Two votes, two countries, one month

One of the more endearing aspects of the recent municipal elections was the battered red coches (cars) belonging to the PSOE, PP and Ganemos (the Podemos group) gathered together in the main square as their casually dressed campaigners (including at least one prospective Mayor) struggled up ladders to place banners and party-coloured balloons on the top of lampposts.

Every square metre of some of the town’s walls, bridges and bus stops were plastered with posters from which local candidates and their party leaders beamed. Not for Órgiva the discreet posters in domestic windows and the suited and booted political hacks knocking politely on doors. The first foreign election that we were able to take part in meant we’d had the benefit of two votes, in two countries, in one month. But it felt very different to the many we’ve been active in, in London.

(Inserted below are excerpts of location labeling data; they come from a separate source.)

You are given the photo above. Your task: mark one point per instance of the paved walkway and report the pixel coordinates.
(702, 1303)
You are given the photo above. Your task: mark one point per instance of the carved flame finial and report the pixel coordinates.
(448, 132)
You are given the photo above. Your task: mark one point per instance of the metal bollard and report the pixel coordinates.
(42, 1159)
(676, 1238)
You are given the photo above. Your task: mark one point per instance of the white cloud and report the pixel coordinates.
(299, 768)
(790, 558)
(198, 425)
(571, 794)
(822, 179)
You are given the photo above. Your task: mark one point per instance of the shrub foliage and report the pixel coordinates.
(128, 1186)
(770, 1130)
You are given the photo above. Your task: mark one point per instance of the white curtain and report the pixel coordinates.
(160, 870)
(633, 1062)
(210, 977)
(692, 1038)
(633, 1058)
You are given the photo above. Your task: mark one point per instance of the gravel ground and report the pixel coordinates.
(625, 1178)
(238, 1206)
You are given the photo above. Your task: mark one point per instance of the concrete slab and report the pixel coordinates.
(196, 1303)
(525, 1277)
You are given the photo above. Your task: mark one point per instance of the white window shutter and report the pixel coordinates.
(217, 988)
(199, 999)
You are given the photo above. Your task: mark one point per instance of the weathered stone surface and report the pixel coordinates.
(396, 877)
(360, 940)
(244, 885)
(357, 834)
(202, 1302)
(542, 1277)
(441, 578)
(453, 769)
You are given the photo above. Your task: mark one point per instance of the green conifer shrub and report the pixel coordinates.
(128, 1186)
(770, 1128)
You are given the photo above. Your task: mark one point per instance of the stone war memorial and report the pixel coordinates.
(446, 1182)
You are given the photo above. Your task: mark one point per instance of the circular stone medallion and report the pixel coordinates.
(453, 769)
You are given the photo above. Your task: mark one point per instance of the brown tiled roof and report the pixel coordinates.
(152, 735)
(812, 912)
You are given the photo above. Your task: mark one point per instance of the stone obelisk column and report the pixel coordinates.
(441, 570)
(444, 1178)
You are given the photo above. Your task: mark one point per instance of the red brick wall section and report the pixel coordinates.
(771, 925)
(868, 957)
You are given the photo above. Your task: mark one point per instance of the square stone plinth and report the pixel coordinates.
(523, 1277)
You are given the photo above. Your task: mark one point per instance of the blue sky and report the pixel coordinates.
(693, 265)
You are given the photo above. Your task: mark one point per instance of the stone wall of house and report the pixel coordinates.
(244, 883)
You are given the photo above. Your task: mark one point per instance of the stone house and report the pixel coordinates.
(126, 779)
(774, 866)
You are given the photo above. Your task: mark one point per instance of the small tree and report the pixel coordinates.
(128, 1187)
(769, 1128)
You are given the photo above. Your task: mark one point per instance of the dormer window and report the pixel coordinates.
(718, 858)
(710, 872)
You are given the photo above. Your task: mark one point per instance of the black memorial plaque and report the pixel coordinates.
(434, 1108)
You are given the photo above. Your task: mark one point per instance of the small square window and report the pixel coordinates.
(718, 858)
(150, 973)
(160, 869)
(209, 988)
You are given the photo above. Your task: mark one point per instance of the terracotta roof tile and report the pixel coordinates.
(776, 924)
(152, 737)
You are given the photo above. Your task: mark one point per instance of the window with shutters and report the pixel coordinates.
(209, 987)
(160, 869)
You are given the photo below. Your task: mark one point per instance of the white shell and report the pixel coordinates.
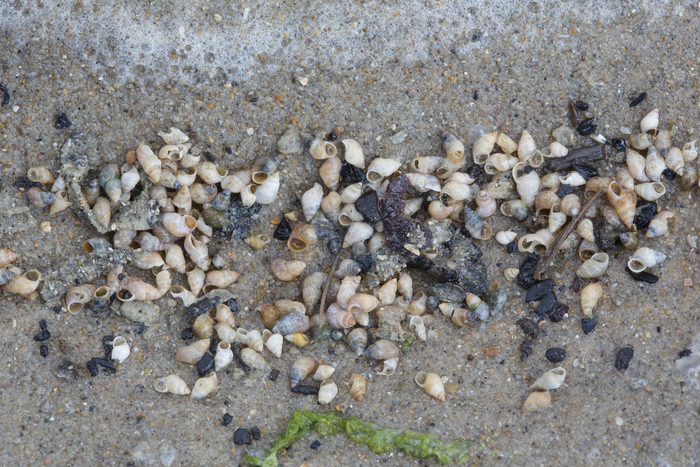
(120, 349)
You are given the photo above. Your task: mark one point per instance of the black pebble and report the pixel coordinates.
(525, 349)
(638, 100)
(564, 190)
(92, 368)
(619, 144)
(305, 390)
(205, 364)
(643, 276)
(525, 278)
(61, 121)
(546, 304)
(42, 336)
(558, 311)
(624, 357)
(241, 436)
(529, 327)
(539, 290)
(555, 355)
(588, 325)
(283, 230)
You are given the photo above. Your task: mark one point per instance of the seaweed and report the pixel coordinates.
(378, 439)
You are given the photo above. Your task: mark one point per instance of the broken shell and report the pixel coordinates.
(483, 147)
(353, 153)
(338, 317)
(432, 384)
(418, 327)
(330, 172)
(142, 290)
(193, 352)
(357, 340)
(302, 235)
(624, 201)
(149, 162)
(172, 384)
(553, 379)
(594, 267)
(300, 370)
(537, 401)
(382, 350)
(204, 386)
(120, 349)
(650, 191)
(644, 258)
(659, 224)
(77, 297)
(287, 270)
(590, 296)
(291, 323)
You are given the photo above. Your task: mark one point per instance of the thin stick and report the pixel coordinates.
(326, 286)
(554, 248)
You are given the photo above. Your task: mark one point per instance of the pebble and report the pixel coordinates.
(241, 436)
(555, 354)
(624, 357)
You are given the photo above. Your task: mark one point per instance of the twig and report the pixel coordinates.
(326, 286)
(554, 248)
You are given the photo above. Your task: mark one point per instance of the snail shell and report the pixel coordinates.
(224, 356)
(172, 384)
(382, 350)
(537, 401)
(193, 352)
(287, 270)
(77, 297)
(431, 383)
(590, 296)
(357, 387)
(381, 168)
(291, 323)
(594, 267)
(353, 153)
(300, 370)
(553, 379)
(204, 386)
(330, 172)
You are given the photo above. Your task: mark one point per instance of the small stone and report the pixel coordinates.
(398, 138)
(539, 290)
(588, 325)
(624, 357)
(241, 436)
(555, 355)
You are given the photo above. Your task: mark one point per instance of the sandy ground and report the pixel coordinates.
(123, 74)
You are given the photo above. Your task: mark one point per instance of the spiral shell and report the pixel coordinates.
(357, 387)
(172, 384)
(537, 401)
(431, 383)
(300, 370)
(590, 296)
(553, 379)
(287, 270)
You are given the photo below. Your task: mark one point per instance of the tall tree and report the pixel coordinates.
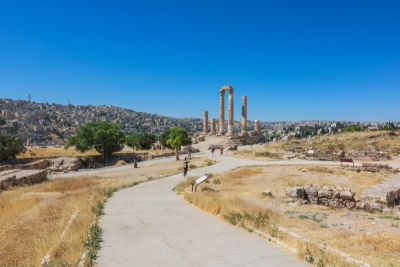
(102, 136)
(176, 137)
(10, 146)
(140, 141)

While the austerity policies and corruption scandals engulfing the main parties nationally have had a significant impact on the vote in many of Spain’s cities and large towns – most dramatically in Barcelona where the Podemos-type party Barcelona en Comú won control of the city hall and in Madrid where an Ahora Madrid and PSOE coalition could yet end 24-years of PP control – pavement politics dominated the political debate here.

Literally. Weeks before the election the street and pavement cleaners were out in force, even on Sundays. I saw one woman in an Ayuntamiento Órgiva (Órgiva council) florescent vest chasing a single leaf up the road with her rubbish picking tool. Signs went up in shop windows warning dog owners of fines for not clearing up their caca de perro, road markings were whitened and a pedestrian walkway appeared across the narrow bridge in the centre of town.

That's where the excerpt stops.